Communitas: Sta smontando l'impegno civile dell'arte?

Nancy: La maggior parte della gente - me compreso - è urtata dalle opere d'arte contemporanea: non è che non le capisco, è che le capisco troppo. Quando guardiamo un'opera d'arte contemporanea ci sen­tiamo riversati addosso troppe significazioni, e di fronte a questo sovraccarico di significazio­ni proviamo fastidio. Penso all'opera di Sylvie Blonchet sugli stupri in Bosnia, così immedia­tamente e intenzionalmente politica... Ma una cosa è che l'artista sia politicamente impe­gnato, altra è la sua opera. L'opera d'arte non è politica, Guernica non è un'opera comunista, Picasso sì. L'arte è significazione pura. Per questo non sono d'accordo con l'arte politica.

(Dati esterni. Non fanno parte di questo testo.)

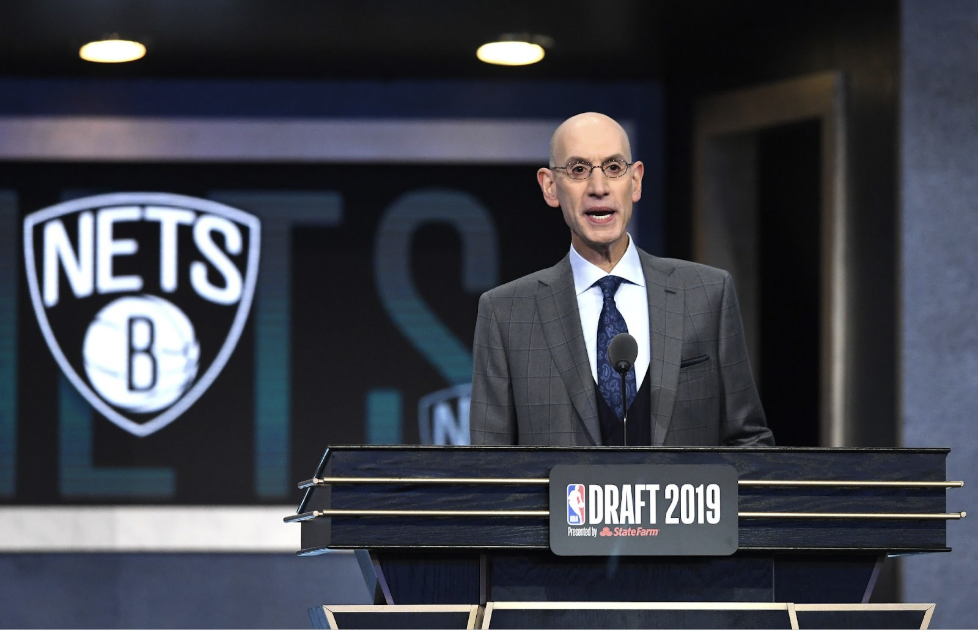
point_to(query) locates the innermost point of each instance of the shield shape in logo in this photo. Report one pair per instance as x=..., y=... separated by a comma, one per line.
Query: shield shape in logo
x=141, y=297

Communitas: Quale resta allora l'obiettivo dell'arte se l'arte non è più in grado di presentare delle possibilità di mondo?

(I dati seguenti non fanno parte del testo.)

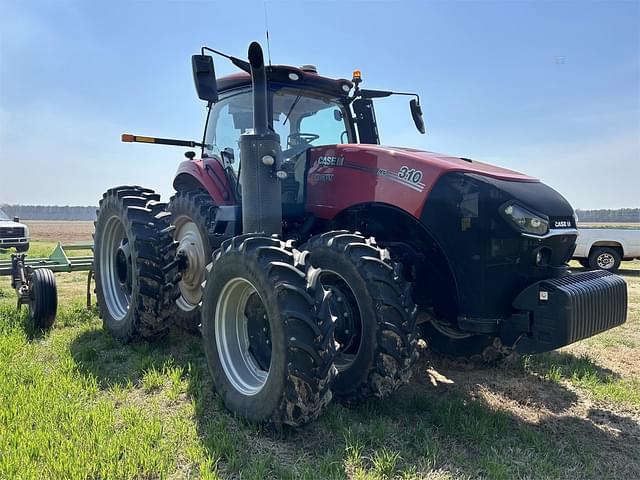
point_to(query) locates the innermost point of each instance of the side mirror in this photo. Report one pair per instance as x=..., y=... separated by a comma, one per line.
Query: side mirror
x=204, y=77
x=416, y=113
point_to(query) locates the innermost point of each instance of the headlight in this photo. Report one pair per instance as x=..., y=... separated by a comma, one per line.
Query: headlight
x=525, y=220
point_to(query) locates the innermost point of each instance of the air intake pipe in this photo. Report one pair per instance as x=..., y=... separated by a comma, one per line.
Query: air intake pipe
x=260, y=154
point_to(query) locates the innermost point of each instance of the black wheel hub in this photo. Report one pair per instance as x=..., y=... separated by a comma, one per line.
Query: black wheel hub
x=123, y=266
x=344, y=306
x=258, y=331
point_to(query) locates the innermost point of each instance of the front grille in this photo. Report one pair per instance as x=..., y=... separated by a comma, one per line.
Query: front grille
x=597, y=301
x=12, y=232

Nancy: Restano almeno due cose: il gesto dell'artista e un segno alla fine del gesto, un segno che non ha significato. Cominciamo dal gesto. Il gesto è un movimento, che accompagna un'intenzione e una signi­ficazione, ma che è estraneo all'intenzione. L'arte è innanzitutto questo gesto, il minimo e allo stesso tempo l'essenziale dell'arte. Penso a Claudio Parmiggiani, al suo labirinto di vetro, a lui che entra nel labi­rinto con una mazza e lo distrugge. Alla fine del gesto dell'artista non c'è il vuoto, ma un segno. Un segno che segnala qualcosa, un segno di riconoscimento, di rimando, che tende verso l'oltre. L’opera d'arte non è mai fine a se stessa. Non esiste l'art for art's sake, così come - all'estre­mo opposto - non esiste l'arte per la religione, o l'arte per la politica. Un'opera d'arte è arte nel suo rimandare ad altro. Avere una finalità è proprio dell'opus oggetto della tecnica, l'opera d'arte non serve a nulla, è un segnale.

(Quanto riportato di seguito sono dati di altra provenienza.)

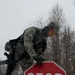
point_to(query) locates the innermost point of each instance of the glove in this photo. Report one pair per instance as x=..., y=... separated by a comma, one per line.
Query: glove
x=39, y=59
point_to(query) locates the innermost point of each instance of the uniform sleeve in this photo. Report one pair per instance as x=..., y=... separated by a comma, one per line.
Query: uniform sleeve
x=28, y=44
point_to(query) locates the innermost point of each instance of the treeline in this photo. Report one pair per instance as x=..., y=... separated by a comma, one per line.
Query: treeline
x=61, y=47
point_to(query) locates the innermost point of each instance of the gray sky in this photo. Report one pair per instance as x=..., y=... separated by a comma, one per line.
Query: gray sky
x=16, y=15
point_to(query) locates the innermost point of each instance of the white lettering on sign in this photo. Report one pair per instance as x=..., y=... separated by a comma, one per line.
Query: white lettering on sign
x=43, y=74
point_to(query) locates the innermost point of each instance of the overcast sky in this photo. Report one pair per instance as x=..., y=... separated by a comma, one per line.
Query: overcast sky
x=16, y=15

Communitas: Chiunque può rompere vetrine, ma non tutti sono artisti.

Nancy: Quello è un gesto politico, può darsi che dovremmo farlo tutti, ma questo discorso non ha niente a che fare con l'arte. Perché anche se gli artisti oggi rifiutano quell'etichetta e si dicono testimoni, non è vero che basta mettere strumenti e materiali in mano a chiunque perché ne venga fuori un'opera d'arte. E come se ci fossero una moltitu­dine di possibilità di mondo, che però devono passare attraverso un punto singolo. L'artista è questo punto singolo.


Communitas: Dopo tutto questo discorso immagino che a maggior ragione sia da buttare l'idea dell'arte come occasione di conoscenza...

Nancy: Meno di quanto creda. In questo l'arte è molto vicina alla filo­sofia. La filosofia nasce dalla meraviglia, diceva Aristotele, ma in real­tà continua anche con la meraviglia e lo stupore. Quando lo stupore cessa, la filosofia si trasforma in conoscenza, mimesis. Allo stesso modo l'arte è più riconoscimento che conoscenza: un riconoscimen­to però che non ci riporta al già noto, ma che ci porta a qualcosa d'al­tro, che non conosciamo in senso tecnico ma che pure intuiamo e in qualche modo intravediamo, che sentiamo famigliare. È paradossale, certo, ma l'arte è riconoscimento dell'ignoto e dell'inconoscibile, trat­ta l'apparire del non apparente. Come diceva Adorno, “qualsiasi musica è uno sforzo per pronunciare il nome impronunciabile di Dio”.